La forme projetée de la galaxie montre que ses étoiles ne se sont pas installées dans un renflement central ou un disque fin et aplati, un autre élément de preuve que la galaxie est toujours en formation.

Des compagnons « brillants »
Les chercheurs ne peuvent pas prédire comment cette galaxie désorganisée se développera et prendra forme au cours des milliards d’années, mais l’équipe a confirmé que deux galaxies « traînaient » à proximité d’elle et qu’elles pourraient influencer la façon dont Firefly Sparkle génère de la masse au cours des milliards d’années.

Firefly Sparkle n’est qu’à 6.500 années-lumière de son premier compagnon, et son deuxième compagnon est séparé de 42.000 années-lumière. Pour mettre les choses en contexte, la Voie lactée entièrement formée mesure environ 100.000 années-lumière de diamètre, les trois pourraient y tenir. Non seulement ses compagnons sont très proches, mais les chercheurs pensent également qu’ils sont en orbite l’un autour de l’autre.

Chaque fois qu’une galaxie en croise une autre, le gaz se condense et se refroidit, ce qui permet à de nouvelles étoiles de se former en amas. « On prédit depuis longtemps que les galaxies de l’Univers primitif se forment par le biais d’interactions et de fusions successives avec d’autres galaxies plus petites », a déclaré Yoshihisa Asada, co-auteur et doctorant à l’Université de Kyoto au Japon. « Nous pourrions être témoins de ce processus en action ».

« Ce n’est que la première des nombreuses galaxies de ce type que le JWST va découvrir, car nous commençons seulement à utiliser ces microscopes cosmiques », a ajouté Maruša Bradač, membre de l’équipe de l’Université de Ljubljana en Slovénie. « Tout comme les microscopes nous permettent de voir les grains de pollen des plantes, l’incroyable résolution de Webb et le pouvoir grossissant des lentilles gravitationnelles nous permettent de voir les petits morceaux à l’intérieur des galaxies. Notre équipe analyse actuellement toutes les galaxies primitives, et les résultats vont tous dans la même direction : nous devons encore en apprendre beaucoup plus sur la façon dont ces premières galaxies se sont formées ».

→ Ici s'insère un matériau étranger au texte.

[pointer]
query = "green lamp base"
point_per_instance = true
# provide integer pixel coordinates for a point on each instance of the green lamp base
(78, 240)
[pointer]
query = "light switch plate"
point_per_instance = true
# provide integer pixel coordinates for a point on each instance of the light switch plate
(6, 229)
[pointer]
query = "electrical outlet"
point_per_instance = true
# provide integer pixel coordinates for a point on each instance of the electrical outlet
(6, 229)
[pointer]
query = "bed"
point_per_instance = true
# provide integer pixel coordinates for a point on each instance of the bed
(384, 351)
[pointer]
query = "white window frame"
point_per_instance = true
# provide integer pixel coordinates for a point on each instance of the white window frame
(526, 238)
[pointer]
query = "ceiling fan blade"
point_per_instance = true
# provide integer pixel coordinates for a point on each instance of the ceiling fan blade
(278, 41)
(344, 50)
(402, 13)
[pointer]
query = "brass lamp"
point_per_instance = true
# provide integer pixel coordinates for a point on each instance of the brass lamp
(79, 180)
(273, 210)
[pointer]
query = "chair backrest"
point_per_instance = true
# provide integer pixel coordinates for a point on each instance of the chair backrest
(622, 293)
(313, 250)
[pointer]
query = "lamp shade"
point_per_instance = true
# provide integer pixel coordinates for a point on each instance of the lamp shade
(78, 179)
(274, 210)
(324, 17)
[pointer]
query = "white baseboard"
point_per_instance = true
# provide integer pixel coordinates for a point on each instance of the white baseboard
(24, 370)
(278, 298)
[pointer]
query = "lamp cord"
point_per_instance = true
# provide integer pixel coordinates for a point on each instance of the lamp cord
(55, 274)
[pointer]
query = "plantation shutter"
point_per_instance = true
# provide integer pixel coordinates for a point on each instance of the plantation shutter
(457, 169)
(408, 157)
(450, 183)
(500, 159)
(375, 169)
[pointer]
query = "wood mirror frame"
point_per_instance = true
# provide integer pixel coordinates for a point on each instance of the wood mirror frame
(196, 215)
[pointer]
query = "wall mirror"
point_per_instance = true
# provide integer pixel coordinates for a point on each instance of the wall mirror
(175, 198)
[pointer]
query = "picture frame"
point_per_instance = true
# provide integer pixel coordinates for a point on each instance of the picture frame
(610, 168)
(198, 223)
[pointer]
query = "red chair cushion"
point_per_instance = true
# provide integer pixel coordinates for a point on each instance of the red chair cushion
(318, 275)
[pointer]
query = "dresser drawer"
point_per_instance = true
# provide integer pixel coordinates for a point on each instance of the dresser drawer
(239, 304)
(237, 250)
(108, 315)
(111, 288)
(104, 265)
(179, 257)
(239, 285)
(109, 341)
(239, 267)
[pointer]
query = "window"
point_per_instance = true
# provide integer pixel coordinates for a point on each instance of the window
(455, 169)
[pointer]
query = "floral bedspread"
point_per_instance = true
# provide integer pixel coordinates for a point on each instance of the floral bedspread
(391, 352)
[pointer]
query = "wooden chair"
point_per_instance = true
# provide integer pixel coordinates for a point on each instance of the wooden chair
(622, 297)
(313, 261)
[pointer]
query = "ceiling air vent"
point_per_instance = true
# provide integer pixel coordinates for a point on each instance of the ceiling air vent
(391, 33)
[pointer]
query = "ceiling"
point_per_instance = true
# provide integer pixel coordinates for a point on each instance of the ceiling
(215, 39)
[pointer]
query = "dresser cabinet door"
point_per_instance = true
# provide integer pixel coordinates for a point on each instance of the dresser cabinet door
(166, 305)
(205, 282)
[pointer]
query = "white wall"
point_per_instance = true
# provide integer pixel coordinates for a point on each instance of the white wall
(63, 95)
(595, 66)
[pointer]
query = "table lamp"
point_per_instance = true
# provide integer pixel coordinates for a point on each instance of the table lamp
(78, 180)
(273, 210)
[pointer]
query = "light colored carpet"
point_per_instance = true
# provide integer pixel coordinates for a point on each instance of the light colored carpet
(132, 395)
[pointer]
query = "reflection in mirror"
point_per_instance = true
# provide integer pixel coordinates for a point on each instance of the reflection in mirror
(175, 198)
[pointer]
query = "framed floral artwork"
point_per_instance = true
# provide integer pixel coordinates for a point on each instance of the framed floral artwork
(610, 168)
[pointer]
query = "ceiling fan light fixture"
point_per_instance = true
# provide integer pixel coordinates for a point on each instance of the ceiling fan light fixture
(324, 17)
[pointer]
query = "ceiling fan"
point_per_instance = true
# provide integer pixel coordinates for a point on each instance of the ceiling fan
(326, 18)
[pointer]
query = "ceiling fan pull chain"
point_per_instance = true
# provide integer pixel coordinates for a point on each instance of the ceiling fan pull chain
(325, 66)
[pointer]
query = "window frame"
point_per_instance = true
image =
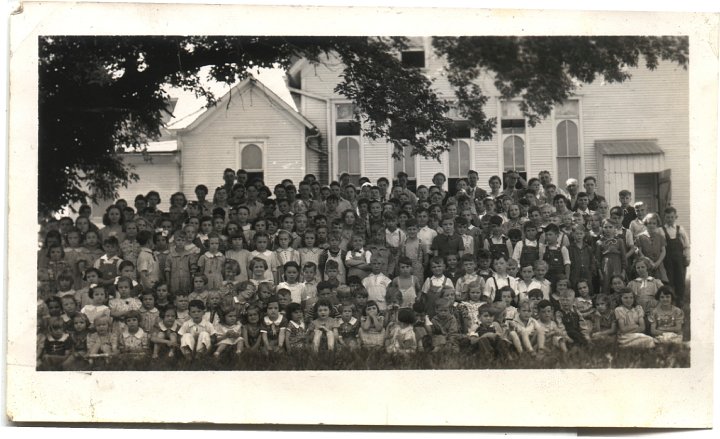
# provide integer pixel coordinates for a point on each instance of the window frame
(336, 139)
(241, 144)
(501, 141)
(557, 120)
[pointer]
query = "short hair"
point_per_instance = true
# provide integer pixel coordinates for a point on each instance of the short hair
(196, 303)
(406, 316)
(535, 292)
(487, 309)
(666, 290)
(552, 228)
(292, 308)
(135, 314)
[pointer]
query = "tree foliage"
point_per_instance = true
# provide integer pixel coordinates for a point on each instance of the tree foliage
(101, 95)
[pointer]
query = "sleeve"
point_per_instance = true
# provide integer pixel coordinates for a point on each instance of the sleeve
(518, 251)
(566, 255)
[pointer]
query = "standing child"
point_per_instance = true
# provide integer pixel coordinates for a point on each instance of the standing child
(372, 326)
(261, 241)
(164, 336)
(571, 319)
(283, 254)
(273, 327)
(414, 250)
(102, 342)
(251, 330)
(677, 258)
(291, 271)
(497, 242)
(347, 328)
(309, 252)
(195, 334)
(99, 305)
(200, 288)
(551, 331)
(529, 249)
(469, 277)
(500, 278)
(631, 323)
(555, 255)
(238, 253)
(644, 286)
(433, 287)
(357, 259)
(211, 263)
(57, 347)
(323, 327)
(469, 308)
(401, 336)
(228, 334)
(394, 239)
(610, 254)
(583, 264)
(133, 342)
(179, 265)
(666, 320)
(651, 244)
(149, 315)
(604, 323)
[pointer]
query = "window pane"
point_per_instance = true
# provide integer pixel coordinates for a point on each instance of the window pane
(343, 156)
(464, 158)
(353, 156)
(251, 157)
(570, 109)
(573, 139)
(454, 160)
(508, 162)
(344, 111)
(519, 154)
(562, 138)
(350, 128)
(511, 110)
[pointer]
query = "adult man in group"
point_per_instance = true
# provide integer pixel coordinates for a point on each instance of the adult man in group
(474, 191)
(402, 182)
(590, 184)
(573, 188)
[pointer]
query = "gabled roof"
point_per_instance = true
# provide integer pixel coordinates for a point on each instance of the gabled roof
(628, 147)
(195, 118)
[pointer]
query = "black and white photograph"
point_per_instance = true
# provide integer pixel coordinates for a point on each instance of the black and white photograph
(503, 206)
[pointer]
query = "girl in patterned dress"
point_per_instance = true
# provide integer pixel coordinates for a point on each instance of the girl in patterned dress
(296, 332)
(251, 330)
(666, 320)
(631, 323)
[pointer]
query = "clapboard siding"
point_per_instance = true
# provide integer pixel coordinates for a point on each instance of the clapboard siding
(652, 105)
(161, 174)
(213, 146)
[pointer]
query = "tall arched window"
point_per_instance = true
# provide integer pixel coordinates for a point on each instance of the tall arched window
(567, 138)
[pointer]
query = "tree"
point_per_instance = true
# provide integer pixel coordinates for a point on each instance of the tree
(101, 95)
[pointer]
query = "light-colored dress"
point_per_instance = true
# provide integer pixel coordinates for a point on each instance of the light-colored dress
(632, 339)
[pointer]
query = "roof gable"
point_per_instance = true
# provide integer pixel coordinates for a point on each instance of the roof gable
(202, 114)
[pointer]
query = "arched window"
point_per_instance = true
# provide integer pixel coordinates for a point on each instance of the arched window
(251, 159)
(514, 153)
(349, 157)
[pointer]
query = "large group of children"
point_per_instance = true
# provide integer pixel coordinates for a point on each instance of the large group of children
(524, 270)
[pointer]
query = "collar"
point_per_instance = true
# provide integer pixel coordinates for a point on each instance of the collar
(296, 326)
(277, 321)
(137, 335)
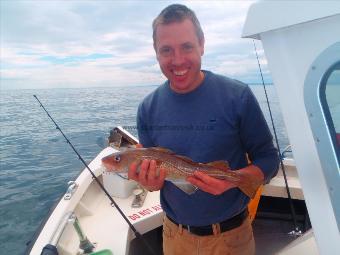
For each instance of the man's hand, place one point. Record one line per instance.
(210, 184)
(216, 186)
(147, 176)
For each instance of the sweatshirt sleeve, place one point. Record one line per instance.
(256, 136)
(142, 128)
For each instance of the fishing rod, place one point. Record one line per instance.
(296, 231)
(138, 235)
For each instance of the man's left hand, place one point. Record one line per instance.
(210, 184)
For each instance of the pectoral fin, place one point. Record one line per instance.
(220, 164)
(186, 187)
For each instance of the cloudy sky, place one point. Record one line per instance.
(61, 44)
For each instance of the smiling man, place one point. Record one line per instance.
(206, 117)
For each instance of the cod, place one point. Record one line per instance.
(178, 168)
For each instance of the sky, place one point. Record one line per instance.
(67, 44)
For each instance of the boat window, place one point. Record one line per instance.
(330, 100)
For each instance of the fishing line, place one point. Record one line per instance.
(296, 231)
(138, 235)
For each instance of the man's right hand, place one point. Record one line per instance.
(147, 176)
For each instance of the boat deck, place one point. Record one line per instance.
(271, 228)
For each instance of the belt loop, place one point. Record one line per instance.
(216, 228)
(180, 229)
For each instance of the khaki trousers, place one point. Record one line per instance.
(178, 241)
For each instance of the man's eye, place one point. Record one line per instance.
(165, 51)
(187, 47)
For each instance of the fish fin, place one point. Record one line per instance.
(186, 159)
(220, 164)
(161, 149)
(248, 184)
(186, 187)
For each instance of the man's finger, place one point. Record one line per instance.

Les recherches de l’équipe se sont appuyées sur les données du Canadian NIRISS Unbiased Cluster Survey de Webb, qui comprend des images dans le proche infrarouge de la NIRCam (Near-InfraRed Camera) et des spectres du réseau de micro-obturateurs à bord du NIRSpec (Near-Infrared Spectrograph). Les données CANUCS ont intentionnellement couvert un champ que le télescope spatial Hubble de la NASA/ESA a photographié dans le cadre de son programme Cluster Lensing And Supernova Survey with Hubble.